[kwlug-disc] Backup and Recovery in the 21st Century

Tue Jan 12 12:01:35 EST 2010

sorry if anyone gets two copies of this reply.  Getting my mailing lists
mixed up again.

Khalid Baheyeldin wrote:
> On Tue, Jan 12, 2010 at 9:46 AM, Adam Glauser <adamglauser at gmail.com> wrote:
> 
>> Khalid Baheyeldin wrote:
>>
>>> The fact that it works on the file system level also has advantages. You
>>> can restore a partition EXACTLY to what it was before. This means
>>> timestamps, ownerships, access times, ...etc.
>>>
>> Is the main advantage over using --archive with rsync that the backup can
>> reside on a filesystem that does not support all the features of the source
>> filesystem?
> 
> 
> Rsync as most people use it is not real backup. You have only one copy on
> another machine (which is good), but you don't have versions. You just have
> the latest sync point in there.
> 
> Rsync here is like RAID, it protects from one thing only (disk failure in
> case of RAID, and machine failure in case of rsync). What they do not
> protect against, is user error, e.g. someone deletes a file by mistake then
> realizes it a week after, or an application bug corrupts data and you
> realize that after 4 days.
> 
> With Rsync and RAID, you are out of luck. If you have real versioned backup
> you can go back and retrieve your file from the older backup.
> 
> I have had a few instances of "oops!" and had to go to backup and found what
> I deleted in it. Rsync and RAID do not provide that.
> 

I realize that the caveat "as most people use it" is probably true, but
you are really underestimating rsync's ability.
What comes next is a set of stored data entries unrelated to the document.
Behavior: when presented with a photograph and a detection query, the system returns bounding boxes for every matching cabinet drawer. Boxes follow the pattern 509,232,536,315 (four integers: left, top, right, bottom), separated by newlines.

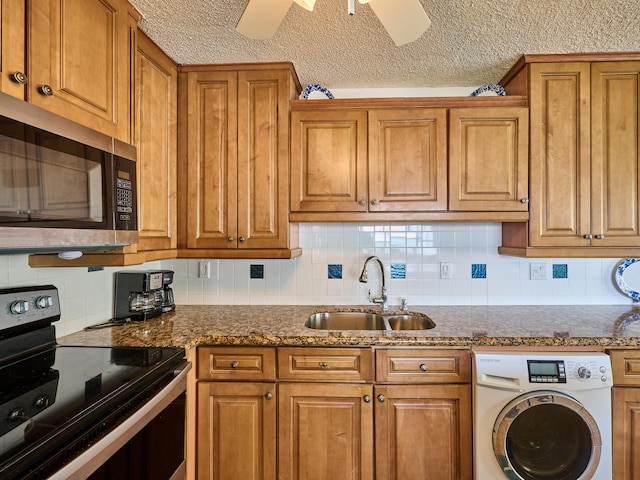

376,349,471,383
278,347,373,381
609,350,640,386
197,346,276,381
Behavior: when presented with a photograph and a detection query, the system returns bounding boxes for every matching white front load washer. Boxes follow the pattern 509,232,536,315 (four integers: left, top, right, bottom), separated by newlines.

473,351,612,480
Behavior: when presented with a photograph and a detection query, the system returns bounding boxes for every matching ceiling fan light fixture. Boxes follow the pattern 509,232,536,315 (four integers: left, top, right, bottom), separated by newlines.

294,0,316,11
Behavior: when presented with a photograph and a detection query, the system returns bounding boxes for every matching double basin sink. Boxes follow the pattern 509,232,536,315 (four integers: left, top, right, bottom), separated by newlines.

305,310,435,331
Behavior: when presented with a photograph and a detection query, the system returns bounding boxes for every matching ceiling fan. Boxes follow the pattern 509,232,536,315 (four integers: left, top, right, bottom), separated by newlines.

236,0,431,46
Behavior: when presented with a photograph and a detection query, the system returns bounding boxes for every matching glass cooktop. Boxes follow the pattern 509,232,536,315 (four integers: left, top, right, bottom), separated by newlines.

0,343,185,480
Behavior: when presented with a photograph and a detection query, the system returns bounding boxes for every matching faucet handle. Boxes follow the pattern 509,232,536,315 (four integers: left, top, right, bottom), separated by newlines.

401,298,408,312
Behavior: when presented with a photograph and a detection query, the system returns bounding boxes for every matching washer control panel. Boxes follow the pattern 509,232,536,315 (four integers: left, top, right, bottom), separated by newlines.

527,359,567,383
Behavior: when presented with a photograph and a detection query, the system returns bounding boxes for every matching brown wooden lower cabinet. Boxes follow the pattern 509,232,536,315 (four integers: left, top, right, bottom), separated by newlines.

278,382,375,480
196,381,276,480
612,387,640,479
375,384,472,480
193,346,471,480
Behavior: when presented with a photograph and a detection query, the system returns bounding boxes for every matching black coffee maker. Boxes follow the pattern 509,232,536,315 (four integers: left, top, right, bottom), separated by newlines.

114,270,175,320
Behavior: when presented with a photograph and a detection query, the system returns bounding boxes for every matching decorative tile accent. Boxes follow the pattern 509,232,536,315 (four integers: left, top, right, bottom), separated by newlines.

472,264,487,279
553,264,568,279
328,264,342,279
250,264,264,279
391,264,406,279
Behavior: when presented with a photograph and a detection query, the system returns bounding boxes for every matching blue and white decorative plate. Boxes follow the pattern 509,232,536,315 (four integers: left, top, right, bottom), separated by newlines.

615,258,640,301
470,83,506,97
301,83,334,100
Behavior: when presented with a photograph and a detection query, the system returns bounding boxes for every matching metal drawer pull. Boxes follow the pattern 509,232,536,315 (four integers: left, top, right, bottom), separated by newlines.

363,395,371,403
10,71,28,84
38,84,53,96
377,394,385,403
420,364,428,372
319,362,330,369
265,392,273,400
231,361,239,369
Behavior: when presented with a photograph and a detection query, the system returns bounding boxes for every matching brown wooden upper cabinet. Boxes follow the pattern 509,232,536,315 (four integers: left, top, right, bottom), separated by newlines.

132,32,178,255
500,55,640,257
178,65,302,259
1,0,133,143
290,99,529,222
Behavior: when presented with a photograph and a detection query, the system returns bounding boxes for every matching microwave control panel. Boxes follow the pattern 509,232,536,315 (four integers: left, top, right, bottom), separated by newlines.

113,156,137,230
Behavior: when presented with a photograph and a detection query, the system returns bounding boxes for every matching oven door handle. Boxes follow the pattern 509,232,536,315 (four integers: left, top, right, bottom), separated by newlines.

48,361,191,480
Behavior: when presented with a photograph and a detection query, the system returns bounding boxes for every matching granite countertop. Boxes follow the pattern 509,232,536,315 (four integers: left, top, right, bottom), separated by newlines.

57,304,640,350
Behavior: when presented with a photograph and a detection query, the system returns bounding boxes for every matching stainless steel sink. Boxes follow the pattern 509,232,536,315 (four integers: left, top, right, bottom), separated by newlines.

305,311,435,331
305,311,386,330
386,314,436,330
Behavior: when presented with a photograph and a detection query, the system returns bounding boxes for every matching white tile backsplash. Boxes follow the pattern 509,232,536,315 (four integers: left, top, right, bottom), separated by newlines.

1,222,637,337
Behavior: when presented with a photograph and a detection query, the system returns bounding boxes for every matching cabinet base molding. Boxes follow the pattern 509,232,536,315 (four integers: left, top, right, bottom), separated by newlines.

290,212,529,223
498,246,640,258
176,248,302,259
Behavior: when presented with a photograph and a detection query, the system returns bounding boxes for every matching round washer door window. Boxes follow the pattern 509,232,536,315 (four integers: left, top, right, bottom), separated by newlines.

492,391,602,480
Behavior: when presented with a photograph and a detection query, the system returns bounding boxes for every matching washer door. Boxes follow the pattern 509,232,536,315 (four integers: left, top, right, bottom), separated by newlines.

492,391,602,480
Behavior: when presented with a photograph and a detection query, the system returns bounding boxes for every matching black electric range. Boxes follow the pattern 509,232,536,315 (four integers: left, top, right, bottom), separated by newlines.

0,285,187,480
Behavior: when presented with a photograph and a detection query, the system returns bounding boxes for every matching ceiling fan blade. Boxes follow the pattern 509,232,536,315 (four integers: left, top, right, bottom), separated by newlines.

366,0,431,46
236,0,293,39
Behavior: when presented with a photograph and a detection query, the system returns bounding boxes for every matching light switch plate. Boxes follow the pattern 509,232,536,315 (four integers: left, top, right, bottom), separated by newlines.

198,260,211,278
530,263,547,280
440,262,453,279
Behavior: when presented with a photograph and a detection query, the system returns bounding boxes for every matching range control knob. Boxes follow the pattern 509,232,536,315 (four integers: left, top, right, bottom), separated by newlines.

577,366,591,379
35,295,53,309
9,300,29,315
34,395,50,409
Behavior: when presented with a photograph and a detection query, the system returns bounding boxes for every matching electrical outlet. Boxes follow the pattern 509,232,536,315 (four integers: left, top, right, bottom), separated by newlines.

198,260,210,279
440,262,453,279
530,263,547,280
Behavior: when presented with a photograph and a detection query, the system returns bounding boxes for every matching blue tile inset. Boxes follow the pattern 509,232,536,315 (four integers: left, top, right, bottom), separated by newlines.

328,264,343,279
250,264,264,279
391,264,406,279
553,264,568,279
472,264,487,279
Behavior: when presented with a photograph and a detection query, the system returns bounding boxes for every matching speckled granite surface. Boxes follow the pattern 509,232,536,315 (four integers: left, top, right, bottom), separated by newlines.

57,304,640,349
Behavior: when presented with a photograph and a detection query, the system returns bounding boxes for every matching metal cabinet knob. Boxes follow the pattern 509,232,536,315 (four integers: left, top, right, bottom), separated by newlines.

420,364,428,372
358,199,366,206
228,236,234,242
595,234,604,239
9,71,28,84
520,198,530,203
239,237,245,242
583,234,593,240
363,395,371,403
319,362,330,369
38,84,53,96
265,392,273,400
231,361,239,369
377,394,385,403
370,199,379,206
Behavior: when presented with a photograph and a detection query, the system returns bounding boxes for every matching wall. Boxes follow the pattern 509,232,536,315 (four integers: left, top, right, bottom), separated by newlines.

2,222,631,337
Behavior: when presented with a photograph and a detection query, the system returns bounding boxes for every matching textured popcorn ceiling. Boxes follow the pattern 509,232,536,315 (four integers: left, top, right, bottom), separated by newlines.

129,0,640,89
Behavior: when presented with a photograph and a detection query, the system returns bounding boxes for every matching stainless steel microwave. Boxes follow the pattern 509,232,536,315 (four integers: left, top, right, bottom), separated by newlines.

0,92,138,253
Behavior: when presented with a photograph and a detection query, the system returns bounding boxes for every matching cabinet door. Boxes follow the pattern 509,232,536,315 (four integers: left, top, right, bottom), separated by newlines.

134,33,177,252
368,109,447,211
449,107,529,211
612,387,640,479
28,0,131,142
197,381,276,480
237,69,290,249
185,71,238,249
591,61,640,247
528,63,592,247
374,384,472,480
290,110,368,212
278,382,374,480
0,0,26,99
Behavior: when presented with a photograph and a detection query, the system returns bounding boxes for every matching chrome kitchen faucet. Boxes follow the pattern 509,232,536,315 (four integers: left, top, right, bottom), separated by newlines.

359,256,388,311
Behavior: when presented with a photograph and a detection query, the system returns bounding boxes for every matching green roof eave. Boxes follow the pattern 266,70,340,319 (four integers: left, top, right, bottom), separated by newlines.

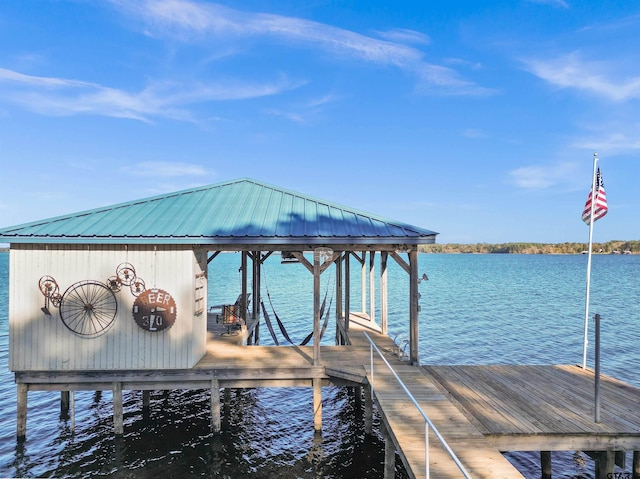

In particular, rsync has the built in ability to use a Unix file system
hard link ability to create what I find to be the most awesome
versioning backup system ever.  Most people use rsnapshot, though I'm
the kind of masochists who rolls out his own scripts.

Pro:

Backups with versioning.  As many versions as you want, either just a
straightforward number of versions or some hierarchical time system,
such as 7 daily backups, 4 weekly and 12 monthly.

Data transmitted on the wire only needs to be the difference between old
file and new file, so backup system works well for large data sets over
slow WAN links.

Each and every backup only requires data transfer and storage space of
an incremental backup, but can be accessed on the filesystem like a full
backup.  No need to assemble backup sets or use a database scheme to
keep track of what file can be found where for what day.  Absolutely no
software besides bash (or your shell of choice) needed to find and
restore files.

Cons:

No compression on storage. I believe, however, for most people, this
scheme will still require less space than any other since there's never
more than 1 "full backup," insofar as storage space is concerned.

Even though rsync only transmits the differences between two files, a
complete copy of changed files gets stored on the remote storage.  This
would be undesirable if you are backing up large files that change
frequently, in which case, you might prefer a backup system that backs
up incremental diff (rdiff?)

Users who re-organize directory structure or change directory names can
completely gum up the WAN if rsync suddenly thinks it has to transfer
Gigabytes of data because a top level directory name has changed.